I used to repair and tune Marine MF (2 to 4 Mhz) radios on boats when I was in college 45 years ago. I had to adjust the output series coil to resonate the 20 foot whip antenna. My memory is vague but the coil was used to resonate with the fiberglass whip on board the boat; the load was not necessarily 50 ohms.
 
If you have an antenna analyzer of one of those VNA's this is what I would try.
 
BEFORE YOU DO THIS MEASUREMENT VERIFY THE AMPLIFIER IS POWERED DOWN AND PLACE A SHORT ACROSS THE POWER FILTER CAPACITORS TO DISCHARGE THE CAPACITORS!

- Place the RF Tube in it's socket. This will simulate the tube capacitance.

The ARRL handbook gives the following approximation formula for calculating the load
resistance of a vacuum tube power amplifier:
              Vp
     Rl = ----
              KIp
  where K is 1.5 for class AB, 1.57 for class B, and 2 for class C.

Calculate and install a non-inductive resistor from tube late to ground to simulate the Plate load.

- Install the Analyzer or VNA on the RF Output connector

- Set the PI Network Capacitors and Coil for each band and adjust the capacitors (and coil tap if necessary) to get the output impedance close to 50 +j0 ohms.

The plate formula is an approximation but these measurements will get you into the ballpark.

- Remove the resistor and short before operating the amplifier.
 
Since marine radios were transitioning to the VHF band I would recommend getting a new VHF radio instead of spending money fixing the MF radio but some owners didn't want to spend any cash on new equipment.
 
Mike N2MS
 
On 10/26/2021 1:08 AM David Stinson <[email protected]> wrote:
 
 

 Remember the Bendix Skipper 135 Marine radio with the
High Voltage problem?  Well, I think I have that sorted-out
and it wasn't the switching transistors; it caught a case of
the "oops."    You know, voltage doublers work so much
better when you connect both electrolytics with the
proper polarity.... DOH!
I ran out of time (as usual) before I could correct it,
but I'll get back to it as soon as work lets go of my hair.

Anyways- here's the latest request for opinions.
I'm attaching the transmitter circuit diagram.
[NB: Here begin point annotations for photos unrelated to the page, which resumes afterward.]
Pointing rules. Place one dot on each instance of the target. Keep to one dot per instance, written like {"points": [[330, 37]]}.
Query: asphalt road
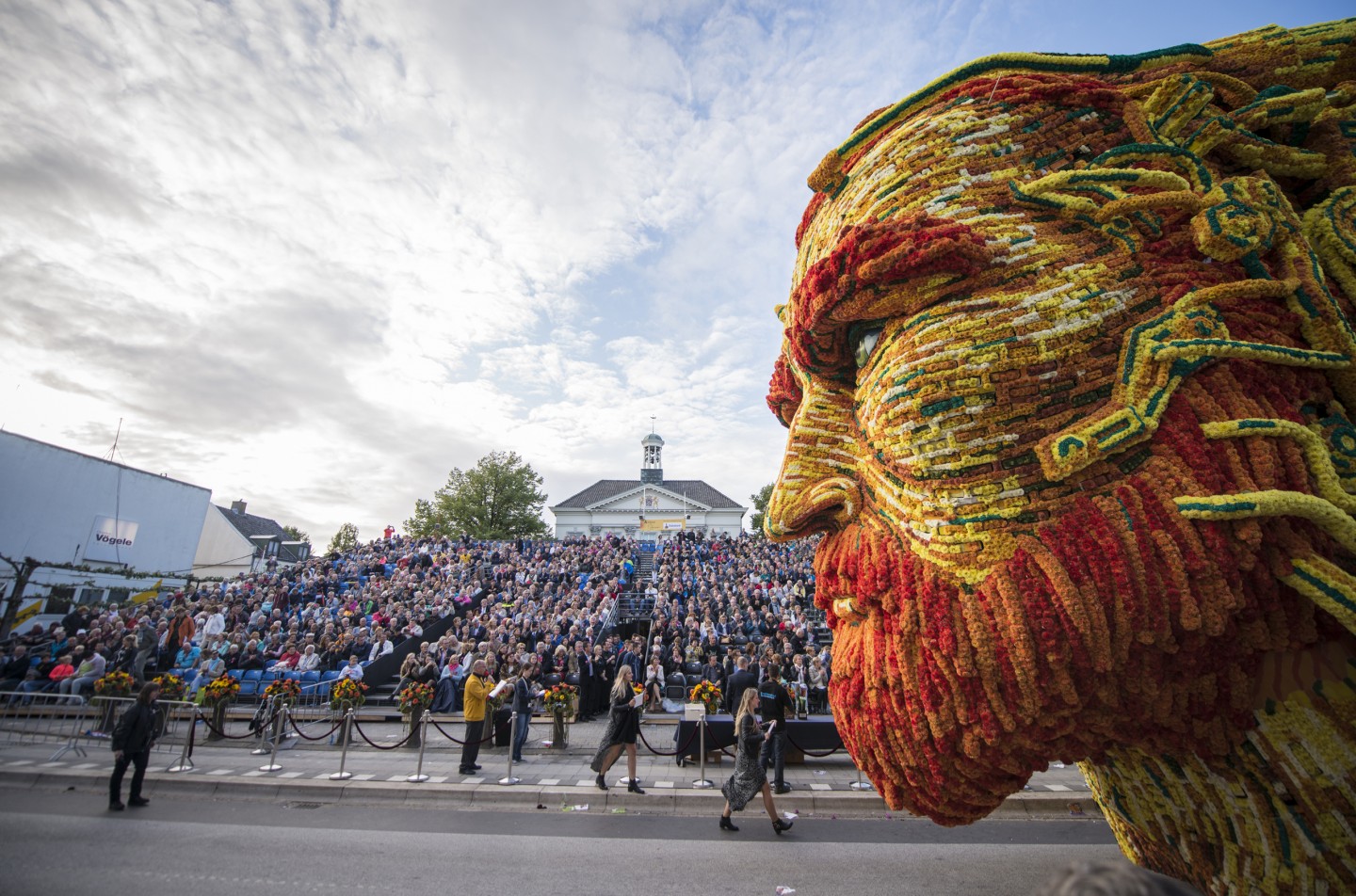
{"points": [[53, 842]]}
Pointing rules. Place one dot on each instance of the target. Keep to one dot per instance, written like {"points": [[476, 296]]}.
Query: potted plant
{"points": [[415, 699], [708, 695], [105, 689], [218, 693], [344, 696], [559, 701]]}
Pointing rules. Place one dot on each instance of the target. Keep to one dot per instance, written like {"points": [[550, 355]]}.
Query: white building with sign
{"points": [[64, 507], [649, 507]]}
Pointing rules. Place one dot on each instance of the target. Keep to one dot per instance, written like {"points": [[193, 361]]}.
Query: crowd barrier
{"points": [[27, 719]]}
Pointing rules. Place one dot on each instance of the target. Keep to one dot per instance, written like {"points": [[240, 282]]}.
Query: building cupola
{"points": [[651, 465]]}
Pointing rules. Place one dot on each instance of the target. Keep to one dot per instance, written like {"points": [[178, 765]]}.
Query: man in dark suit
{"points": [[739, 680]]}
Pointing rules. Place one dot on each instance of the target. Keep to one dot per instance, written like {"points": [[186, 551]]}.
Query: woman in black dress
{"points": [[749, 776], [622, 727]]}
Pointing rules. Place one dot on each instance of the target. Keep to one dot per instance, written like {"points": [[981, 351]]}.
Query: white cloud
{"points": [[317, 254]]}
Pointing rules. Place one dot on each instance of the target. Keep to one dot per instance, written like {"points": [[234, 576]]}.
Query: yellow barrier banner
{"points": [[141, 597]]}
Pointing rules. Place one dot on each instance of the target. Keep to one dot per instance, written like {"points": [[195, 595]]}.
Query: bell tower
{"points": [[651, 465]]}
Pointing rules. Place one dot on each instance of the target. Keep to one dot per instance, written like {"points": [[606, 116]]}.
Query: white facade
{"points": [[222, 552], [650, 507], [665, 511], [60, 505]]}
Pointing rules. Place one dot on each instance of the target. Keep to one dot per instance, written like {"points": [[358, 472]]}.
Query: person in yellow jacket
{"points": [[474, 704]]}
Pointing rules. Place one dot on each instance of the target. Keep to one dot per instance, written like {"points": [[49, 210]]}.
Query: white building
{"points": [[234, 541], [650, 507], [64, 507]]}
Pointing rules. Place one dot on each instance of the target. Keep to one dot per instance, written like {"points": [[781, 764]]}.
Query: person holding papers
{"points": [[749, 778], [622, 727]]}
Reduced the five crystal channels to one on the diagram.
These rigs typically have movable taps on tank coils,
and loading coils (think of an ARC-5's roller),
one tap for each channel.
I don't want to fuzzle-around with swapping coil taps
and tuning caps with the PA "live" drawing excess current
while I "muddy the waters" looking for the right taps.
So here's the plan- I will disable the High Voltage, light
the tube filaments and use a signal generator to inject
3885 KC on the PA signal grid, connect the rig to a
50-ohm dummy load, monitor for the signal at the
load with a scope and move taps/tune caps for max
signal across the load.  If it does the "Milrig" deal
where it won't tune 50-Ohms, a series cap will fix it.
That way, when I restore High Voltage, the rig
should be close to correctly tuned.
What do you think?

TNX OM ES 73 DE Dave AB5S

P.S.  Grid dip meters are a non-starter.
I never have good results with those things.
In fact, I've given-away the ones I had.